All I can see are ghosts

All I can see are ghosts

2025 Oradea, Romania All I can see are ghosts at the Darvas House Ceramic, Glaze, Luster, Eosin

A design research on heritage, ceramics and craftmanship in the city of Oradea

A two-room exhibition revisiting the architectural and artistic heritage of the Darvas House in Oradea

The winter garden owns an installation called “All I can see are ghosts”, paying tribute to the displaced civilians of Oradea’s recent history and more specifically to the fate of Oradea’s Jewish community during the Holocaust.

In the span of a few years, Oradea’s Jewish community, a good fourth of its total population, was decimated. Only a few hundred returned from the death camps. This story  is tightly linked to the Darvas House as it is a signature edifice of the Hungarian Jewish fin-de-siècle Bourgeoisie, which turnt Oradea into the “Paris on the Petze Creek”, a bitter-sweet allegory coined by the poet Endre Ady. The house was commissioned by a successful Jewish businessman, Imre Darvas, and built with the help of Jewish architects, the Vágó Brothers, László and József Vágó. 

This installation is one of remembrance, of meditation, on the places that stay when people are killed or displaced.

While the first room invites reflection on loss and memory, the second explores how material, form, and colour can echo architectural heritage and bring it forward, reaching the present.

In the hallway, we can find “Colors in Shapes”, an exhibition of ceramic objects boasting various shapes and glazes, inspired by the house’s architecture and responding to this year’s topic, determining International Art Nouveau Day: ‘Color’. During the two weeks I spent in Oradea, I had a chance to explore with clay and produce a series of vases and ornamental buttons inspired by both the architectonic and decorative elements of the Darvas villa: the “coffin lid”- shaped ceiling, characteristic of then-contemporary Finnish and Hungarian architecture, reflected in the all-encompassing trapezoid openings and octagonal decorative details, respectively the façade cladding articulated by a plethora of ornamental buttons. These elements were transferred into clay via new technologies, 3D modelling, and 3D printing.

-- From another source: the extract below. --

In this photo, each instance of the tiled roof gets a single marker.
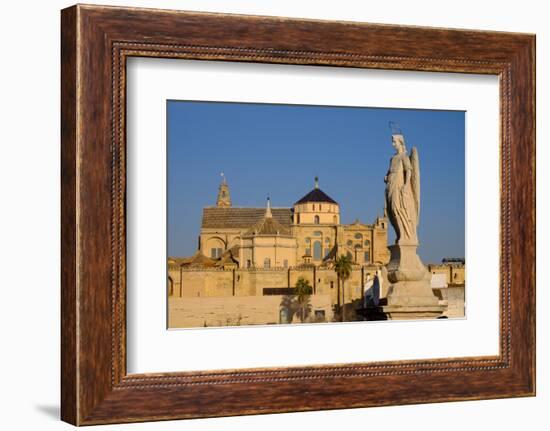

The resulting elements have been glazed with colors reflecting the building’s stained glass pieces and the façade’s ornamental cycle: green eosin, antique gold, metallic, blue, green, and yellow glazes in different mixes and proportions. The objects on show are of different facturesfacture. A handful are finished, and some artefacts are still in progress. This allows us to see how the glaze color works with different shapes and surfaces, showing a glimpse of what’s possible when merging ancestral techniques with new technologies.

The elements are arranged around a circular log stack that references the Darvas family’s wood production origins while symbolically showing the alchemical transformation of timber to ceramic through their patronage. 

The pieces were manufactured with the caring help of Attila László and Ferenc Halmos.